Appréhender les changements
La fin de vie induit des changements physiques et psychologiques, mes connaissances et la transmission que je peux en faire vient aider à les appréhender et à prévoir ce qui peut arriver et comment. C'est une approche rassurante pour les personnes en fin de vie et pour les proches, elle évite les chocs et les incompréhensions successives provoqués par un manque d'informations évident.
Prendre le relais
Ceci s'adresse plus particulièrement aux proches aidants. Il est difficile de prendre du recul quand nous nous investissons dans l'accompagnement de nos proches. Cela arrive, malheureusement très souvent, que les accompagnants finissent par s'épuiser. C'est alors que tout ce qu'ils ont construit pour maintenir leur proche à domicile s'écroule, et avec, l'univers stable du mourant.
Mon accompagnement à ce niveau là est d'offrir le répit mérité et indispensable aux aidants familiaux et aux proches aidants. Cela peut prendre la forme de veille aussi.
Je peux également être présente au moment de la mort, quelques heures avant et après. Pour ne pas vivre tout cela seul.
Prendre soin de soi
Mes compétences professionnelles annexes me permettent de proposer des espaces de parole, de communication en tête-à-tête ou familiale, avec la possibilité d'une approche thérapeutique permettant d'approfondir des réflexions, de calmer des angoisses ou de régler des conflits.

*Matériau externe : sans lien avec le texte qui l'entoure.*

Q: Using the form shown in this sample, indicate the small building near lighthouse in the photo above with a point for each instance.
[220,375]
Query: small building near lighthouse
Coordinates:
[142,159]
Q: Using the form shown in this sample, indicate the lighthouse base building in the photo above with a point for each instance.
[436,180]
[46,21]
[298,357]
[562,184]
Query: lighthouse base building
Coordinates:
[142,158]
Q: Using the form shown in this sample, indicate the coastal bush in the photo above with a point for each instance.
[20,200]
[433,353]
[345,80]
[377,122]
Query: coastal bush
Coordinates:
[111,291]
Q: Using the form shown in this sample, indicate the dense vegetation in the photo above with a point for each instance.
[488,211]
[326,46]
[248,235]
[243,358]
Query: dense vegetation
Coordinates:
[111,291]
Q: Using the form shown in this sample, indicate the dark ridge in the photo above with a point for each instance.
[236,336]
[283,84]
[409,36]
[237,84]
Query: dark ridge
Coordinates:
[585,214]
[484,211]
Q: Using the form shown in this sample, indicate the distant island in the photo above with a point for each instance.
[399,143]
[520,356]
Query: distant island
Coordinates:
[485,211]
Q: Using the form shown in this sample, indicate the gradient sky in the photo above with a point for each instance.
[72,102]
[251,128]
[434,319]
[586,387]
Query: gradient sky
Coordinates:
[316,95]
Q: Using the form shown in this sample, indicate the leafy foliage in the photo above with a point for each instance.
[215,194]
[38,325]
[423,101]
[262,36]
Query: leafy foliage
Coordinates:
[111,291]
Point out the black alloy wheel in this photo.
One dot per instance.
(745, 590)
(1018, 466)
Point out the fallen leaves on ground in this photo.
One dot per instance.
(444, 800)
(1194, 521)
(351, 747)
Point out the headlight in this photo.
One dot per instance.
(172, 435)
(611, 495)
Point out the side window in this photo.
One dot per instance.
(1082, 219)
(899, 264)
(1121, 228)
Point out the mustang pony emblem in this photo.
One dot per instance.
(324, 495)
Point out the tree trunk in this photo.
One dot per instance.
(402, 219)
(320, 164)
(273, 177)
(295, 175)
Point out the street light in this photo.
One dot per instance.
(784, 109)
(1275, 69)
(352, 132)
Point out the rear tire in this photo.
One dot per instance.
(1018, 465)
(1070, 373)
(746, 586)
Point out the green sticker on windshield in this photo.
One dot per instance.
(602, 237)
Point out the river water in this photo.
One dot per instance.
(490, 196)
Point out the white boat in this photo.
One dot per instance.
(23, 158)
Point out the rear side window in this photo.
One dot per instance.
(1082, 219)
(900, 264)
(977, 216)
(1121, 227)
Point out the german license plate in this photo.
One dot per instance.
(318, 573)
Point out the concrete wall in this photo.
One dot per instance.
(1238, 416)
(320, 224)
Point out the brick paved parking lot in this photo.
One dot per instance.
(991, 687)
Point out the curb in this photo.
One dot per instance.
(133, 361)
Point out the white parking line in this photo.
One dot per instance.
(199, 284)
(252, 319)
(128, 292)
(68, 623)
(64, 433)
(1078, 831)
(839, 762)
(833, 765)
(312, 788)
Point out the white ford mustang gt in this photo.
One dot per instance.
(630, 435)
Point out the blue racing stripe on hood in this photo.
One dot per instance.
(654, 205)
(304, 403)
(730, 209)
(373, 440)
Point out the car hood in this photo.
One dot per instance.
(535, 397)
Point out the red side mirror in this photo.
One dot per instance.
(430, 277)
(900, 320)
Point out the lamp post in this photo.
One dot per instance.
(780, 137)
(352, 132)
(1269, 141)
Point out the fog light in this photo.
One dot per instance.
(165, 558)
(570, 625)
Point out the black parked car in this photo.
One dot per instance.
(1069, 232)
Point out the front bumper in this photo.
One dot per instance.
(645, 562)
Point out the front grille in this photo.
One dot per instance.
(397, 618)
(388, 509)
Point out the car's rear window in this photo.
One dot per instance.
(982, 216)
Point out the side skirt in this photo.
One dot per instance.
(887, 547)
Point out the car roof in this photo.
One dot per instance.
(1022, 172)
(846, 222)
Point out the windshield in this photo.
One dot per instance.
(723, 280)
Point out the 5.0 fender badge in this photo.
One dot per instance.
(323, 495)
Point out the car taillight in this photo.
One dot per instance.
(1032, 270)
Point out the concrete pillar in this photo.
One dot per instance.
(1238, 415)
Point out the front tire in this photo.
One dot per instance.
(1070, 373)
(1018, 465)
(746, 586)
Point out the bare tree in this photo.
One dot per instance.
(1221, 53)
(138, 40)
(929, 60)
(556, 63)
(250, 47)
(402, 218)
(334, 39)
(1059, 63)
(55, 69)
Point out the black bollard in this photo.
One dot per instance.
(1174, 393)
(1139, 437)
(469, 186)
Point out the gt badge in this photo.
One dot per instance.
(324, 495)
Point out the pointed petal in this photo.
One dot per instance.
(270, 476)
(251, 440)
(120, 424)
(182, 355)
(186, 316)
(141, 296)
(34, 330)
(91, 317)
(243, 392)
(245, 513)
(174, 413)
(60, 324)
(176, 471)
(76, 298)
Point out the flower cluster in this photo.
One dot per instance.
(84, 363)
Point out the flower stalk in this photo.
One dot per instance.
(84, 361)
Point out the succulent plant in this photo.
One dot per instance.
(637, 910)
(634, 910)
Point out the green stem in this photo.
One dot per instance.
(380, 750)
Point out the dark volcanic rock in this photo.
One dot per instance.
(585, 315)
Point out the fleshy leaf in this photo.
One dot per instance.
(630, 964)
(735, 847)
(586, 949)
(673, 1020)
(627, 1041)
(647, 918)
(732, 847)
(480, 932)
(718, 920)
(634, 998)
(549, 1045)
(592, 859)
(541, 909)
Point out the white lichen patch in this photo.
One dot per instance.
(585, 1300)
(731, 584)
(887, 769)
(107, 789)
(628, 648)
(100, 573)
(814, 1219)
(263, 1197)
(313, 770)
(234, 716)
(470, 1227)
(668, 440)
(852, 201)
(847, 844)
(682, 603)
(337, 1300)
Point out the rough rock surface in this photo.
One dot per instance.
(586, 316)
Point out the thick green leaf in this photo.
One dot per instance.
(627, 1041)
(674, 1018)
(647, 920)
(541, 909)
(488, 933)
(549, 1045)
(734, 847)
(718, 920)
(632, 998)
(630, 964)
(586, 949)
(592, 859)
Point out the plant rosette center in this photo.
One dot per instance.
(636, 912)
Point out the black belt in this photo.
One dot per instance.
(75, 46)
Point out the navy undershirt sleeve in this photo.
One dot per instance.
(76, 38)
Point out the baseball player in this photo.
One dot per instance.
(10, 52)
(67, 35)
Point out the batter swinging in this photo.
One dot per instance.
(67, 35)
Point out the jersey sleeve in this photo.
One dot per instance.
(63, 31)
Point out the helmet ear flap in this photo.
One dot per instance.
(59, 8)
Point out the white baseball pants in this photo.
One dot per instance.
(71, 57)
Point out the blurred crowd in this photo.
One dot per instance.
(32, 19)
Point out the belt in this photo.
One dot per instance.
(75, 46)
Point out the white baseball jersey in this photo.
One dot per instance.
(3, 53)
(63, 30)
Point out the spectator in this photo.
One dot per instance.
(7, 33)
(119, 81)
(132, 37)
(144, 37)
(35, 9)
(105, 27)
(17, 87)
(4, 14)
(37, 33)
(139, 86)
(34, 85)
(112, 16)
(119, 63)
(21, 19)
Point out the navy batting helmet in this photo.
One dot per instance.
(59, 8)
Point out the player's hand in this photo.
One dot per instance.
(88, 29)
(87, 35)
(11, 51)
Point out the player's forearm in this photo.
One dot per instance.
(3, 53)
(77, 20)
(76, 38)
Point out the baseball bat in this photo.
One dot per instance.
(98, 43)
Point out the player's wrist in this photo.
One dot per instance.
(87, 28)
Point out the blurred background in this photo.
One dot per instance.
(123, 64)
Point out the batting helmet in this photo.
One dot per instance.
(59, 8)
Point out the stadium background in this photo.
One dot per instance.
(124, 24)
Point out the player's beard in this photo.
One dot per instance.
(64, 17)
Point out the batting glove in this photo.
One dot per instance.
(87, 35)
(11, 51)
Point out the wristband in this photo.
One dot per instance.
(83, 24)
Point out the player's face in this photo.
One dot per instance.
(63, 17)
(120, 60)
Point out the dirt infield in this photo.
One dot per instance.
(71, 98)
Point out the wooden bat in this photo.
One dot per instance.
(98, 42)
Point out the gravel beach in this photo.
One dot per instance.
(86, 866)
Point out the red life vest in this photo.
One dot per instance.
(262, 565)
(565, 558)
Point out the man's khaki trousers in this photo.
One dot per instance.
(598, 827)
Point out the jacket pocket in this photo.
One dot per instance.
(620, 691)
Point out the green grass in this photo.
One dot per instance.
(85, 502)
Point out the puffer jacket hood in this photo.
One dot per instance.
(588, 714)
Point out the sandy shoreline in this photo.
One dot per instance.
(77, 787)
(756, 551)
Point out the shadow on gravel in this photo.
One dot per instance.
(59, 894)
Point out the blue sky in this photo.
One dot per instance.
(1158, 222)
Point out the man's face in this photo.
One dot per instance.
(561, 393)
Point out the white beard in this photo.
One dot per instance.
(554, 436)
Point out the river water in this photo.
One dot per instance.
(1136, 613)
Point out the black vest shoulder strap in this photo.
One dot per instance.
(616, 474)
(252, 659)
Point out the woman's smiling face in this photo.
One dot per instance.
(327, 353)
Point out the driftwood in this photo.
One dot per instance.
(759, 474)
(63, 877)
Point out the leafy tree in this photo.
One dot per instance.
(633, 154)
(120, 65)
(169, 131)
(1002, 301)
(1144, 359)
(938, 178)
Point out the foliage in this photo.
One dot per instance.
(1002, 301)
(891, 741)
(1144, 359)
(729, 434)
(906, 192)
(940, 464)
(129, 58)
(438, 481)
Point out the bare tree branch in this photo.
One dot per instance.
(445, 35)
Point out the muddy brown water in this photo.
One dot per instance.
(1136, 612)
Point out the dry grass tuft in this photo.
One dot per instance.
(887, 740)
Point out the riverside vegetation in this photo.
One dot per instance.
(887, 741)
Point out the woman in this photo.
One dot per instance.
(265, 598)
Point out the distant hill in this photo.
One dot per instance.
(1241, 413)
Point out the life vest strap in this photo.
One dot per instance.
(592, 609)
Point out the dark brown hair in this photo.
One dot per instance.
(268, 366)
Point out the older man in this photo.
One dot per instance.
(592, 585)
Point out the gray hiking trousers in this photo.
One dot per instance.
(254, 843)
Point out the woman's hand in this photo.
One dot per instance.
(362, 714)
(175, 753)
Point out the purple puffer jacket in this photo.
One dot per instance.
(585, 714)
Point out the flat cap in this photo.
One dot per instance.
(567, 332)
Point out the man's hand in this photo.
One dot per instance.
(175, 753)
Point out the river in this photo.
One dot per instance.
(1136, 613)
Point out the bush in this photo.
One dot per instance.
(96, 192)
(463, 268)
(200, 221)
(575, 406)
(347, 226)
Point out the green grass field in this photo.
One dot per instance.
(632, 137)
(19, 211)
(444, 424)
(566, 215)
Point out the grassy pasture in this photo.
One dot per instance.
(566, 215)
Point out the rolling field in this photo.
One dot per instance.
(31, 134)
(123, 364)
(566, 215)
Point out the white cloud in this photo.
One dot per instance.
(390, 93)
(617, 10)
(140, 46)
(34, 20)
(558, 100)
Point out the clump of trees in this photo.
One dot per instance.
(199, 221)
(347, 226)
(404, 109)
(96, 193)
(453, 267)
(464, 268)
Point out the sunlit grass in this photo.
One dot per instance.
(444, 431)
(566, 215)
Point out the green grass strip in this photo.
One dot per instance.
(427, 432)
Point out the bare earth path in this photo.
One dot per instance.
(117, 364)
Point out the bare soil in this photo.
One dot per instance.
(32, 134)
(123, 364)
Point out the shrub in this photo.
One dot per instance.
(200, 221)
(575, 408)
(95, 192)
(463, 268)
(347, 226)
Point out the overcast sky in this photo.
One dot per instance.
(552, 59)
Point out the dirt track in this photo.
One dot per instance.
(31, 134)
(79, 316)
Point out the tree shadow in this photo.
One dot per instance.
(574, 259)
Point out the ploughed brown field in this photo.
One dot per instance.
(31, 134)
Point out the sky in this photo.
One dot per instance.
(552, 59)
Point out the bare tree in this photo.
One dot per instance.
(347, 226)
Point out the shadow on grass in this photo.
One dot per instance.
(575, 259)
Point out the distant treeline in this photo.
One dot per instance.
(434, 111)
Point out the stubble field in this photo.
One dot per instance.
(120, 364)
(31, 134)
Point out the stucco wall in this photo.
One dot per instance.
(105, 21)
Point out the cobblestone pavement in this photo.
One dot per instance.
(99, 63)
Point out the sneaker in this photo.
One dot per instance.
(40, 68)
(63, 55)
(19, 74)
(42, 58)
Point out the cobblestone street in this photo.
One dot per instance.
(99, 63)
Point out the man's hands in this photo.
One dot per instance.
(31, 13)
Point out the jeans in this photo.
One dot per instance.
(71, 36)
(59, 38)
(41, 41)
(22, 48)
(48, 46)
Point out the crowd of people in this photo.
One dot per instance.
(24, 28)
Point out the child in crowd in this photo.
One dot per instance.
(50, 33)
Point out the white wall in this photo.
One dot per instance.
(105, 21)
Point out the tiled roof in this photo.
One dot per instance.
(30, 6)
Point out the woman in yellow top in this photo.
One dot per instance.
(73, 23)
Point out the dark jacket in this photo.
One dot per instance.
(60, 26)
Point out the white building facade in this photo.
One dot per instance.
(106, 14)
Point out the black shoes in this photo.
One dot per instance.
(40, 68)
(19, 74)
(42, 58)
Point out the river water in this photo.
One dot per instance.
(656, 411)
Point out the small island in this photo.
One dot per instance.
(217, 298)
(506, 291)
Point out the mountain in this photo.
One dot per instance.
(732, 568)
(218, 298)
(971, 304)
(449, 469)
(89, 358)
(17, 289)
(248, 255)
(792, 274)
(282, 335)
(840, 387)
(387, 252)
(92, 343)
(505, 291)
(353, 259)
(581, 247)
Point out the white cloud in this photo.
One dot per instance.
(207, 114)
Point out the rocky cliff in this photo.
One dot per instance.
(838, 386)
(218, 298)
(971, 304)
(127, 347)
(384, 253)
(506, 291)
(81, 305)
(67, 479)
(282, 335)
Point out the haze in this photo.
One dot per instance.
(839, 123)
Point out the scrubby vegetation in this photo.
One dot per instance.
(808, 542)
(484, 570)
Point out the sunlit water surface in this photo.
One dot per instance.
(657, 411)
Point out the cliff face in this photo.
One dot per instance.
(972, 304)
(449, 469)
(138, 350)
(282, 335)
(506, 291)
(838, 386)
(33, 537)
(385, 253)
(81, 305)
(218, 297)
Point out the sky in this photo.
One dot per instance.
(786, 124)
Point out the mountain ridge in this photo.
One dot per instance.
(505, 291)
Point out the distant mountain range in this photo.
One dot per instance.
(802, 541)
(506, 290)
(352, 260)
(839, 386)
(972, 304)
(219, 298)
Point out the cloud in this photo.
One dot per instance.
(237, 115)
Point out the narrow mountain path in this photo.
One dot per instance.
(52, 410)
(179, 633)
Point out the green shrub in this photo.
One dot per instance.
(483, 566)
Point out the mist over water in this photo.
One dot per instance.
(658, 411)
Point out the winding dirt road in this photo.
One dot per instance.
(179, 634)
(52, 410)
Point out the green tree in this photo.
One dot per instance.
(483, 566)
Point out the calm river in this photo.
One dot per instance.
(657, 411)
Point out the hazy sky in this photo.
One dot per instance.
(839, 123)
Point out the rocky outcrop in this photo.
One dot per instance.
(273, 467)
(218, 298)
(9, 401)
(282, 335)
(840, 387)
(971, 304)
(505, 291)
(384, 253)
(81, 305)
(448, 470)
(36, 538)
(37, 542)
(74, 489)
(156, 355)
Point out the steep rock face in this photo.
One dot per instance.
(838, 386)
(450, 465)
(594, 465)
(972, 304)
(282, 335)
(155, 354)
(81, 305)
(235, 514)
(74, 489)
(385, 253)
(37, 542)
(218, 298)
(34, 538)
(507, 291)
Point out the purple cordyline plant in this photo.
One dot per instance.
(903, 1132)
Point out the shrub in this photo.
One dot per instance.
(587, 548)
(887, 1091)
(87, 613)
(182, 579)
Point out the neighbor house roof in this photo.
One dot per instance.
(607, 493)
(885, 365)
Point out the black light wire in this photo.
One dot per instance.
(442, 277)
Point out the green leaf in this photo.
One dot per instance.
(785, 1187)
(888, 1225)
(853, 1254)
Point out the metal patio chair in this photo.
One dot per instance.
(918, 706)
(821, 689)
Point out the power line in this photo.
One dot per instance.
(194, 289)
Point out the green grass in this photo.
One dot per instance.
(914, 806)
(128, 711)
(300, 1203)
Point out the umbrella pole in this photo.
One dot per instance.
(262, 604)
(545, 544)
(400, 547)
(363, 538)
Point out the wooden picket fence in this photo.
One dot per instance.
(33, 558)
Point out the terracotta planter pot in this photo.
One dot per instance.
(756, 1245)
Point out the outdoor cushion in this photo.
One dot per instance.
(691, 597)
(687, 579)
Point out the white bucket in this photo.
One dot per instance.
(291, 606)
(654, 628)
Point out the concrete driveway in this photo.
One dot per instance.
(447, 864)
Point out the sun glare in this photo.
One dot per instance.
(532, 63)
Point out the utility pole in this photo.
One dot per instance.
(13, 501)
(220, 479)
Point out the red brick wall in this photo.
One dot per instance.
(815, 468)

Également possible des espaces de relaxation et de détente.

Planifier
Cette initiative est touchante car elle est très souvent empreinte d'un désir d'apaisement pour soi et pour les autres. En effet, planifier sa fin de vie et le "après sa mort" offre aux mourants de se sentir vivants, capables de décider, dans la possibilité de faire respecter leurs volontés et leurs envies, d'être capables aussi de protéger et de prendre soin de leurs proches. C'est souvent initier par une envie profonde d'épargner les proches des soucis liés aux prises de décision les concernant et ceux liés aux démarches administratives d'après décès.
Ainsi la planification touche différents domaines et aide à déclarer la personne de confiance, les directives anticipées et les dernières volontés. C'est à partir de ces déclarations que seront prises les décisions médicales (si le mourant ne peut plus les exprimer), les décisions aussi concernant l'organisation des funérailles.
C'est aussi dans cet espace que sont créés les legs émotifs à transmettre aux proches.
Accompagner le processus de deuil
Que nous voulions ou non, que nous en ayons conscience ou non, le processus de deuil s'engage. Il est naturel. Ce processus peut être anticipé dans le cas d'une mort non brutale.
C'est un espace précieux qu'offre la fin de vie. Cela peut vraiment être vécu comme une chance de pouvoir cheminer et être accompagné dans ce qui se traverse.
Cet accompagnement peut donc se faire pendant la période de fin de vie pour le mourant et pour les proches.
Il est accompagné, principalement, après le décès d'un proche. Cela concerne les adultes et les enfants.
Par la formation Suivi Thana, il peut être préparé à distance d'un besoin urgent, parfois bien après, d'autre fois bien avant.
En parlant ouvertement de la mort et en préparant cette étape ultime de vie, nous pouvons tous contribuer à rendre ce passage un peu moins effrayant, tant pour nous-mêmes que pour ceux qui nous entourent.